Here are some ways your church service changes when the most powerful man in the world attends.
1. You may need to arrive “early” to get a good seat in church when the president is coming to service.
Between the 9 a.m. and 11 a.m. service, the church was entirely closed off and the Secret Service swept the building with bomb sniffing dogs. The entrance to the building was blocked off during this time, and not open to the public.
2. The lines to get into the church are very long.
As people lined up for the 11 a.m. service, parishioners had to go through metal detectors and be searched by Secret Service and bomb sniffing dogs. It's very much like getting on a plane.
3. A special entrance is set up for the president outside the church grounds.
When the president and his family arrive, everything gets really busy outside. Security swarm. Police block the roads. He may wave, but he is in a 'bubble' until he gets in the building.
4. As the president arrives, those of us in the church are on lockdown. No one in or out.
Some people specifically knew Trump would attend, and some didn’t realize what the procedures were for. A lady sitting right next to us in our pew says, “Oh my gosh, I’m so excited Trump will be here today!” We told her to be quiet and discreet, because we didn’t want the pastor or parishioners to be upset.
5. When the president walks in, everyone is awestruck.
It's neat to see the president, no matter who you are. When Donald walked in, some of the parishioners were very excited. The family came in from the side door, with Barron, Tiffany, and Melania and her parents. They were shown to their pew in the fifth row by one of the clergy. The energy was palpable.
Donald was friendly as usual. He tried to keep the fuss down around him so the pastor wouldn’t be too perturbed. The pastor noted that the day is intended to celebrate Christ, who has risen from the grave — not Donald who has seated himself in the fifth pew.
6. The president worships with Secret Service.
Donald couldn’t really walk around and pose with any of us, but he was kind and friendly, and looked directly into our cameras and smiled for us.
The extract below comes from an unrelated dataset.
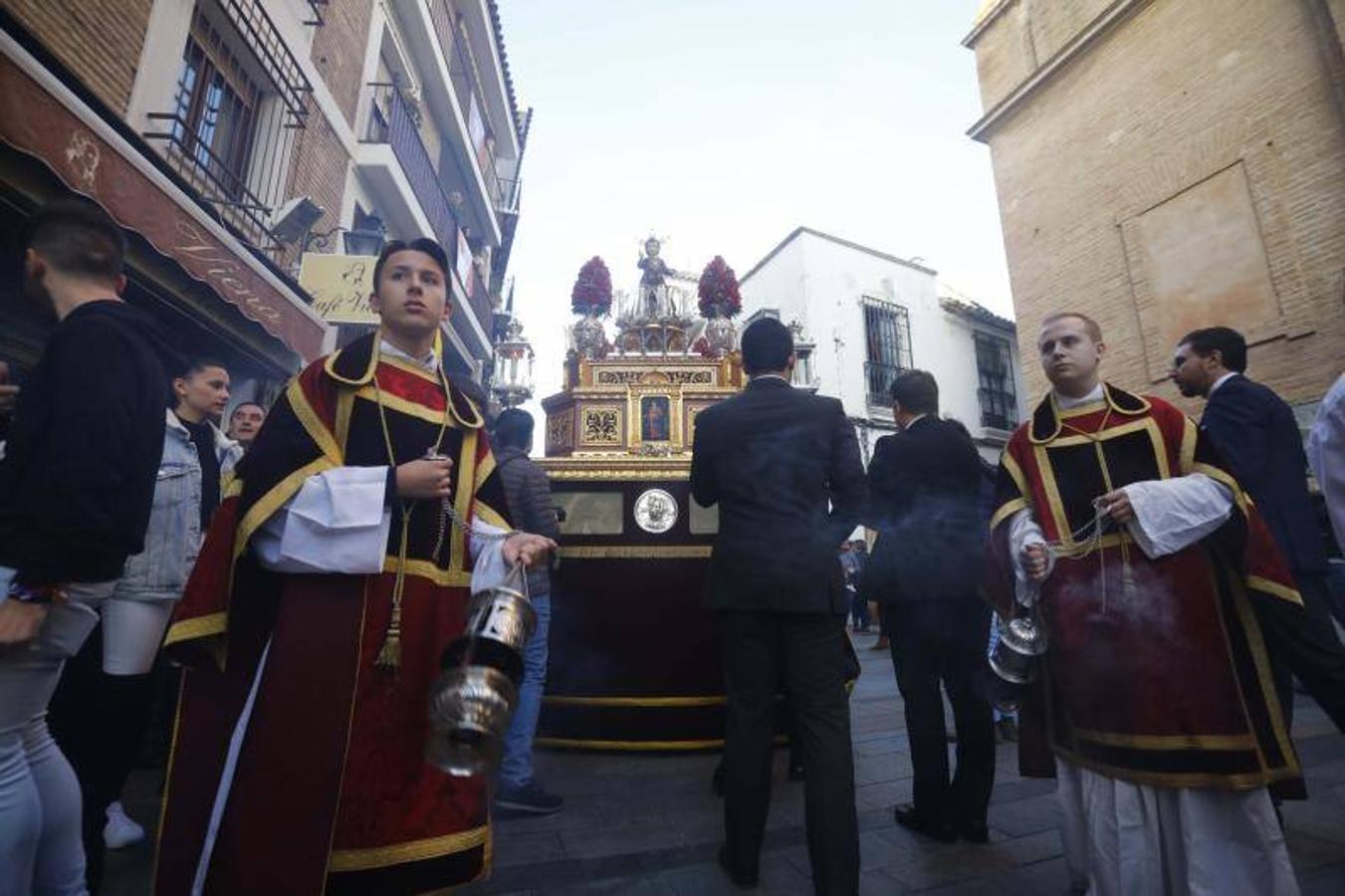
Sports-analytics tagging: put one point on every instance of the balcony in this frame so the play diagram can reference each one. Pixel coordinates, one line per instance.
(394, 122)
(878, 377)
(394, 159)
(502, 194)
Two Secret Service sat behind him, two in front of him, and maybe even more that we didn’t know about. The entire church was watched over by Secret Service. One agent stood at the front of church on her walkie-talkie communicating with the agent next to him. The entire church and grounds were covered with bomb-sniffing dogs and agents during the entire service, we later found out.
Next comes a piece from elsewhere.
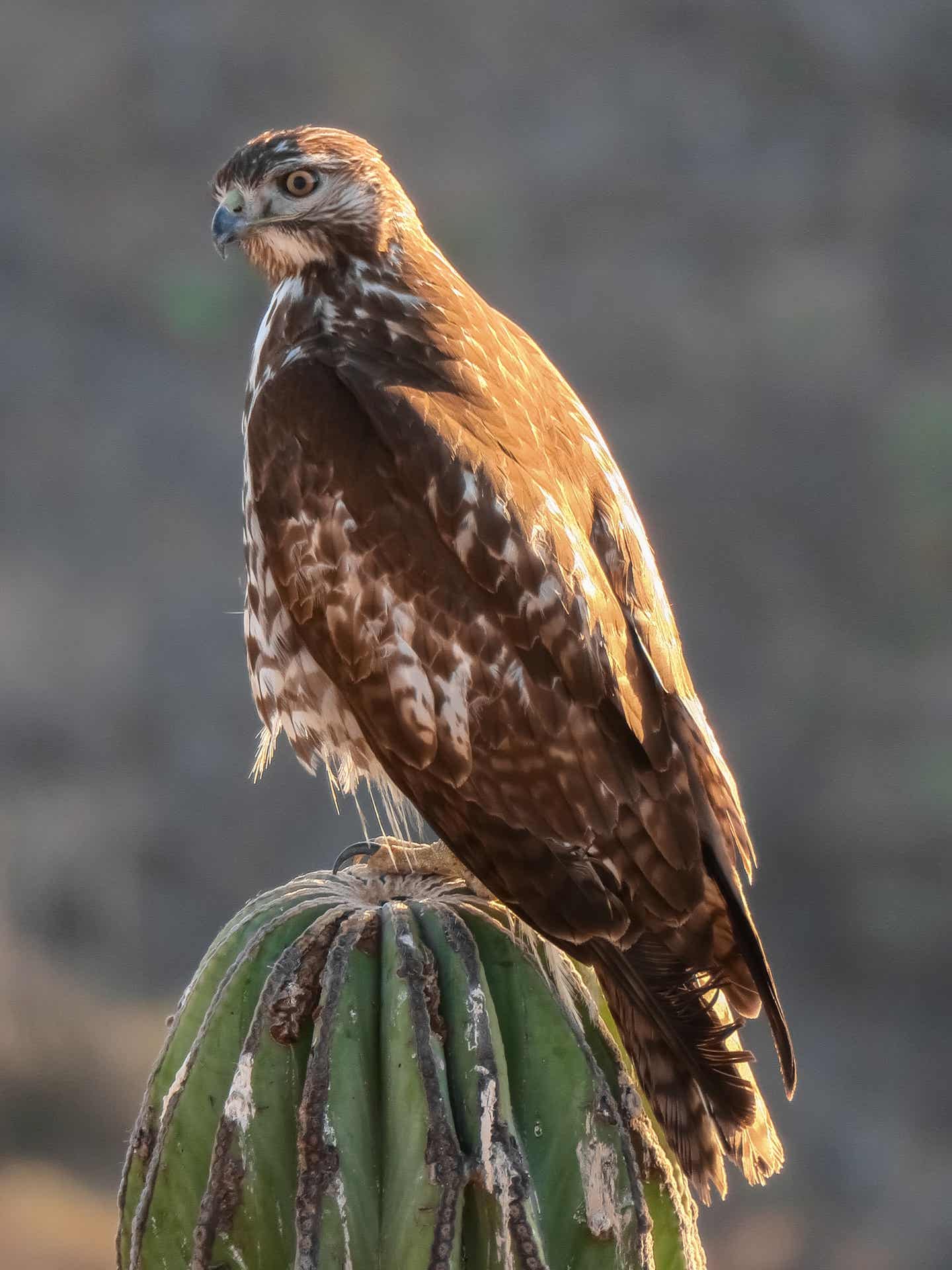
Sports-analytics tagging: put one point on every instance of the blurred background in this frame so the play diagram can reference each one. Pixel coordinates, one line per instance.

7. Trump will still shake your hand.
Many parishioners did shake Donald’s hand quietly on the way up to take Communion. Some walked right by him. But he was friendly and shook everyone’s hand who reached for his.
8. The president sings in church.
Donald Trump sang hymns in church. I saw it.
9. The first lady and her son were proud parishioners.
Melania was cheerful and beaming. She prayed fervently with the pastor during hymns. Melania's parents were there with the family. Barron was a good boy for being an 11-year-old in a church service. He was dutiful and attentive.
10. The president leaves quietly, just before the end of the service.
Donald and his family left when the final hymn played. He waved at everyone, and everyone waved back, then his Secret Service and family all left out of a side door.
Some people were outside, so hyped up, they were literally crying to see the president as we walked out at the end of service. So the word was out that he was there by the end of service.
I'm proud to be a member of the same church as Donald Trump. During this service, you can imagine a lot is on his mind, now that he is no longer just the owner of a club on the island, but rather the commander in chief for the most powerful country in the world.
I think I saw him praying, just a bit more this year.